Intended for healthcare professionals

Editorials

Patient centred death

BMJ 2003; 327 doi: https://doi.org/10.1136/bmj.327.7408.174 (Published 24 July 2003) Cite this as: BMJ 2003;327:174
  1. Jocalyn Clark (jclark{at}bmj.com), editorial registrar
  1. BMJ

    We need better, more innovative research on patients' views on dying

    A good death has always been important in all cultures. To achieve your chosen afterlife you died either well (euthanatos) or nobly (kalosthanein). But what is a good death in a world that for many is post-religious and medicalised? We know something from research on patients and their families—but not nearly enough. We need much better research that uses innovative and different methods.

    We don't have good data on how people die (as opposed to what they die of), but there is a strong impression that many die badly.1 People do not die in the places they wish or with the peace they desire. Probably too many die alone, in pain, terrified, mentally unaware, without dignity, or feeling alienated. People who are poor, from ethnic minorities, or marginalised may have even worse deaths.

    Modern dying involves a struggle for control. Some doctors fear failure when they cannot keep their patients living. Families, filled with grief and sometimes guilt, often have their own strong views on how and where patients should die. This can lead to struggles with doctors, who may see such assertions as an affront to their authority. The “needs” of the dying patient are defined and thus filtered through the views of family and healthcare professionals.

    So while debates about a good death are hardly new, what has largely been a professional and expert driven exercise now needs to incorporate patients' views. The authority over dying must now be invested in patients.2 Patients' concepts of a good death should guide our efforts to make deaths better.

    We know that patients wish for their financial, emotional, and spiritual needs to be addressed, and for a chance to say goodbye3 4—hardly the stuff of fancy medical technology. What troubles patients is a lack of autonomy over the circumstances of their dying—and, in particular, powerlessness in decisions over medical treatments, including those that prolong life. Indeed, it seems the fear of death is being replaced by the fear of dying.

    But this research base is slim, derived mostly from people with cancer and patients in hospice settings and from studies that used quantitative designs. We know little about the needs and desires of people from non-Western cultures, patients with dementias and non-malignant conditions, and dying children. Research with relatively healthy people has produced expectations for a good death, but whether these forecasts are realised or change (and why) still raises several questions. What does it “mean” for patients to say they wish to die with dignity, or quietly, or suddenly?3 What is the meaning of the desire for death?5 6 Does suffering have any meaning? How do these notions vary across cultures, time, and space?

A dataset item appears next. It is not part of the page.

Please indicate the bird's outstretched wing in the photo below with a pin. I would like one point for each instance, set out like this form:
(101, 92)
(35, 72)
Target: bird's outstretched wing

    And how do we access dying patients' perspectives? Research in palliative care settings is notoriously difficult7; it is ripe for innovation, such as the use of advance consent8 and novel qualitative methods. Ethnography, phenomenology, and textual analysis—once the province of anthropologists and sociologists—can provide ample insights. Glaser and Strauss's classic hospital ethnography in the 1960s transformed modern understandings of dying. Their study revealed how the doctor's diagnosis of dying shaped the interactions and decisions of staff, family, and the patient, resulting in either closed, denied, or open communication about dying. These different awareness contexts produce different experiences of dying for the patient.9

    But the search for meaning cannot be located in medical settings alone,10 so drawing from the humanities is crucial. The Art of Dying programme in London (www.kcl.ac.uk/depsta/humanities/art_of_dying/) and the Seeing the Difference project in California (http://seeingthedifference.berkeley.edu/) brought together artists, humanists, and medical professionals to deconstruct the representations and realities of death, literally opening up new “ways of seeing” death and dying. The medical view, for example, takes the body as literal: an entity on which to implement physical and psychological change. The humanist's view sees the body as a site of multiple layers of meaning to be explored and interpreted. The artist's creation of the body gives form to the space between the physical and the metaphysical, the “unknowable.” Together these frameworks of dying help us to imagine and conceptualise the care and empathy that are needed to ensure a good death for our patients.

    What we have thus far failed to do, however, is to combine these innovative frameworks with research that draws explicitly on patients' perspectives. Worse, we have failed to do so with sensitivity to the differences across patients' cultures, religions, and social circumstances. Death and dying deserve much better research, and this is research from which all of us can benefit. Perhaps a major research programme into death that uses many different methods and focuses on the patient would be a way to bring us back to the lost realisation that death is central to life.

    Footnotes

    • Competing interests None declared.